Happy Paley Fest 2012 everyone! Tonight the TV box fun continues courtesy of Livestream.com with a panel featuring the cast and crew of NBC’s ‘Parks and Recreation’. Join in at 10pm est/7pm pst by visiting http://new.livestream.com/paleycenter/ParksandRecreation.
I happen to love this show for many reasons. It’s sharp humor, strong female lead and of course the scene stealer, comedian Aziz Ansari who plays “Tom Haverford”. I admit I’m always a little peeved everytime “Donna” played by hilarious Retta goes through entire episode without a line, but you can’t have everything, I guess. Anyways, back to my fascination with Ansari’s “Tom” character.
I just recently finished a draft of my feature script and typed FADE OUT with still one question nagging at my mind. Did this ensemble of characters, who I know for are a fact are Black women, sound BLACK? My inner critic was quick to say “Of course they sound Black.

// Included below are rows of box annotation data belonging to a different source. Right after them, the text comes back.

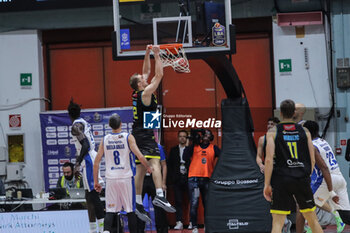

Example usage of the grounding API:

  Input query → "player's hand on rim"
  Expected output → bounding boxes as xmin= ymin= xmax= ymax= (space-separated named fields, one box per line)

xmin=146 ymin=166 xmax=154 ymax=174
xmin=94 ymin=183 xmax=102 ymax=193
xmin=264 ymin=185 xmax=272 ymax=202
xmin=332 ymin=196 xmax=339 ymax=204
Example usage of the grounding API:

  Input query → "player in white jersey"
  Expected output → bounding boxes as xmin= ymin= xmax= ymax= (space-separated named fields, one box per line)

xmin=304 ymin=121 xmax=350 ymax=232
xmin=94 ymin=114 xmax=152 ymax=233
xmin=68 ymin=99 xmax=104 ymax=233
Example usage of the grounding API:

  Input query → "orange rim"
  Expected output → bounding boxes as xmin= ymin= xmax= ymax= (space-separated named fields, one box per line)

xmin=151 ymin=44 xmax=183 ymax=54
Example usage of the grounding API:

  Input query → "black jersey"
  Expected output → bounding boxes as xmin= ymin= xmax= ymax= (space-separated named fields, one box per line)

xmin=273 ymin=122 xmax=311 ymax=178
xmin=132 ymin=91 xmax=157 ymax=129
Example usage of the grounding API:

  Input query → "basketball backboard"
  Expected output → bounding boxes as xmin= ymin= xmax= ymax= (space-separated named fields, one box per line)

xmin=112 ymin=0 xmax=235 ymax=60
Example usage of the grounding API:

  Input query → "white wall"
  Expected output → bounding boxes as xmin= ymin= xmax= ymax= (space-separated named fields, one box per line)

xmin=0 ymin=30 xmax=44 ymax=195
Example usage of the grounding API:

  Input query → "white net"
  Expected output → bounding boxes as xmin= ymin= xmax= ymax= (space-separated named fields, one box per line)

xmin=160 ymin=47 xmax=190 ymax=73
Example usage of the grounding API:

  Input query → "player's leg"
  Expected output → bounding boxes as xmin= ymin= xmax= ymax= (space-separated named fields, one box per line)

xmin=149 ymin=158 xmax=176 ymax=213
xmin=271 ymin=214 xmax=286 ymax=233
xmin=135 ymin=163 xmax=151 ymax=222
xmin=104 ymin=179 xmax=119 ymax=233
xmin=84 ymin=151 xmax=104 ymax=232
xmin=81 ymin=156 xmax=98 ymax=233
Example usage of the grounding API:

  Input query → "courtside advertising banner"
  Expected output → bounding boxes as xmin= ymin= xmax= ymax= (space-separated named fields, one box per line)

xmin=40 ymin=107 xmax=133 ymax=191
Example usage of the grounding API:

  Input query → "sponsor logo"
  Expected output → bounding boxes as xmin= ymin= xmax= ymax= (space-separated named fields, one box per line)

xmin=49 ymin=172 xmax=60 ymax=178
xmin=46 ymin=133 xmax=57 ymax=138
xmin=226 ymin=219 xmax=249 ymax=230
xmin=46 ymin=139 xmax=57 ymax=146
xmin=48 ymin=167 xmax=59 ymax=172
xmin=60 ymin=159 xmax=70 ymax=165
xmin=94 ymin=112 xmax=102 ymax=122
xmin=49 ymin=179 xmax=58 ymax=184
xmin=94 ymin=130 xmax=103 ymax=136
xmin=58 ymin=139 xmax=69 ymax=145
xmin=163 ymin=118 xmax=221 ymax=128
xmin=57 ymin=133 xmax=69 ymax=138
xmin=64 ymin=146 xmax=71 ymax=157
xmin=143 ymin=109 xmax=162 ymax=129
xmin=213 ymin=179 xmax=259 ymax=186
xmin=47 ymin=159 xmax=58 ymax=165
xmin=47 ymin=116 xmax=53 ymax=124
xmin=283 ymin=124 xmax=295 ymax=131
xmin=92 ymin=125 xmax=103 ymax=130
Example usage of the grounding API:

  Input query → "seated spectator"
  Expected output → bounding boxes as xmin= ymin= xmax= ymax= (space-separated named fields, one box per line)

xmin=0 ymin=179 xmax=5 ymax=196
xmin=137 ymin=144 xmax=168 ymax=233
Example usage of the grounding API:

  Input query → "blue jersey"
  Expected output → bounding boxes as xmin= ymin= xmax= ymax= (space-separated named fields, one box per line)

xmin=158 ymin=144 xmax=166 ymax=161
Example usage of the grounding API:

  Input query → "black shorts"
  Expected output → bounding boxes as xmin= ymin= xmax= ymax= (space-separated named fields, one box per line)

xmin=132 ymin=128 xmax=160 ymax=163
xmin=270 ymin=176 xmax=316 ymax=214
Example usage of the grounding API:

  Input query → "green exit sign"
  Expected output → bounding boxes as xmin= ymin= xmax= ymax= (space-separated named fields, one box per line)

xmin=278 ymin=59 xmax=292 ymax=73
xmin=20 ymin=73 xmax=33 ymax=88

You wrote the dialogue and you are a Black female, aren’t you?” But then I thought about wonderful Tom.
I remembered watching this great panel called “Writing in Color”, hosted by the WGA West Committee of Black Writers on Youtube, which featured hit primetime comedy writers covering topics from issues of us being “post-racial” to writing race neutral characters. One of the writer’s from ‘Parks and Rec’ specifically brought up how Aziz Ansari took on the “Tom” character right from their pilot episode. He said that Ansari “tries to play characters who could be played by any race” and that “he gets offers for cab drivers and he turns them down”. He summed up that his aspirations aren’t to be a funny Indian comic, but a funny comic and actor. If you haven’t seen the pilot of the show, it does a fantastic job of introducing Tom’s perspective of himself as an Indian American when he admits he was born with the name “Darwish Sabir Ismael Gani”.
Tom: [on his name] I changed it to Tom Haverford. Because brown guys with funny sounding Muslim names don’t make it far in politics.

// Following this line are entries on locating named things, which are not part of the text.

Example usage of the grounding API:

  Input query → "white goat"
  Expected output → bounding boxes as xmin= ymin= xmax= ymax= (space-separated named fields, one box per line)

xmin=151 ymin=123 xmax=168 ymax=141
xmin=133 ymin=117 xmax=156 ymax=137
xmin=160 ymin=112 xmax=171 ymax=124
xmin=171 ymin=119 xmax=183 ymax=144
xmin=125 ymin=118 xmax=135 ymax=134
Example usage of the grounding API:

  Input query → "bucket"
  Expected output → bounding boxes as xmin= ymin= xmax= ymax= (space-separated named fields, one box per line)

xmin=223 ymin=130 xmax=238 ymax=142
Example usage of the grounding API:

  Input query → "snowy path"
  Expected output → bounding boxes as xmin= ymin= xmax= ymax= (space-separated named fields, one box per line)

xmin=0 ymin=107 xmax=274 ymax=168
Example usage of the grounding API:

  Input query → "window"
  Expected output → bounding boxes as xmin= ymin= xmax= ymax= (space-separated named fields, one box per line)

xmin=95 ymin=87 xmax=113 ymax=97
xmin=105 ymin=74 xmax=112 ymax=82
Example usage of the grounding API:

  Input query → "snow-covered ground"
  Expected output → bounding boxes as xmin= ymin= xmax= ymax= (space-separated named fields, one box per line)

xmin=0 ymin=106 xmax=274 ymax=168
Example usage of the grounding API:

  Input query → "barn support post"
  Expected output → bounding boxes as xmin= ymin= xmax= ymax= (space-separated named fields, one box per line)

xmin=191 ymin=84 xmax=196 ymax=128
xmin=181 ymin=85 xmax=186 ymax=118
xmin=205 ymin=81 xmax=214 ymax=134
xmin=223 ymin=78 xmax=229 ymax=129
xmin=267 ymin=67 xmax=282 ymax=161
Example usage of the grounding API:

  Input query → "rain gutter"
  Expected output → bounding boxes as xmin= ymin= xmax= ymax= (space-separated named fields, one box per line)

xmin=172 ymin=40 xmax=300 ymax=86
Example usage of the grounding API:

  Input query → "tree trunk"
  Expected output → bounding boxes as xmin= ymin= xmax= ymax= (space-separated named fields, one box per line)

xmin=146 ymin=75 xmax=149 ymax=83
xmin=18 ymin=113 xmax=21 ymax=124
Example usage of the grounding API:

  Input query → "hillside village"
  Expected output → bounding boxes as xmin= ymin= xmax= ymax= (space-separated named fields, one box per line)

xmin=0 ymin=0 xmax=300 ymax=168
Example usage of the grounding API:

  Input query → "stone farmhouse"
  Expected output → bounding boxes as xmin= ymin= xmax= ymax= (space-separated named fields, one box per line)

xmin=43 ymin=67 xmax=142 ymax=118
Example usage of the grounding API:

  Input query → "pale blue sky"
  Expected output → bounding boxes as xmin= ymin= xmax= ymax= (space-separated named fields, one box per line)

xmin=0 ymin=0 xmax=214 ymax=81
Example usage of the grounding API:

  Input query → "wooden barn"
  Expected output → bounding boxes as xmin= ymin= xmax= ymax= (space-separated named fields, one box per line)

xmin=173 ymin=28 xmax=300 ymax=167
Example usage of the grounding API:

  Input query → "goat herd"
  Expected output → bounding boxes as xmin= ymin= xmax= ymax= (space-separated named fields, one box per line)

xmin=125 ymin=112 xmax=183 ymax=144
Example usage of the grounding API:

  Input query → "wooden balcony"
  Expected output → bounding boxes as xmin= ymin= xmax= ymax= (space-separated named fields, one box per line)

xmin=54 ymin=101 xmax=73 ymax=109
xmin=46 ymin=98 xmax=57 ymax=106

Leslie: What about Barack Obama?
Tom: Okay. Yeah. Fine. Barack Obama.
Bam! Memorable character made. In the age of smart Indian nerds on ‘Big Bang Theory’ and sexually-repressed Asian diner owners on ‘2 Broke Girls’, the Tom character is a breath of 2012 air. I don’t know if what race his character was written before Aziz Ansari was cast, but I really don’t think it would have mattered. I tune in every Thursday to the show because Ansari cracks me up with lines as a this unorthodox character I love. He doesn’t fit in that box a lot of shows lock their characters of color in. I mean the guy has his own meme at TomHaverfoods.com, which is basically derived from ONE SCENE!
After reflecting on the curious case of Tom Haverford, I went back over my script. I read it aloud and came to a strange sense of clarity. If I constantly step in front of an open Final Draft file with the mindset that I have a scribe for the entire Black community just because I’m a Black female, I will drive myself insane. Or worse, I fall into using the same tired stereotypes that continue to plague our television sets and movie theater screens today. I realize that film is different medium than TV, so it’s difficult to write 120 pages and not sort of have in your mind what the protagonist looks like. In this next draft, I will attempt to mute the inner critic and just see what I can craft that hasn’t been done to death. As long as I know the character is Black and they’re three-dimensional enough to be self-aware of their Blackness too, I shouldn’t have to beat the audience over the head with “insert Black talk/action here”. They will just be people. Relatable, funny, flawed and exciting people who are Black and whose journey you want to read about/watch. Assembling a cast of actors as sharp as Ansari when I finally make the film couldn’t hurt either. Take it away, Tom!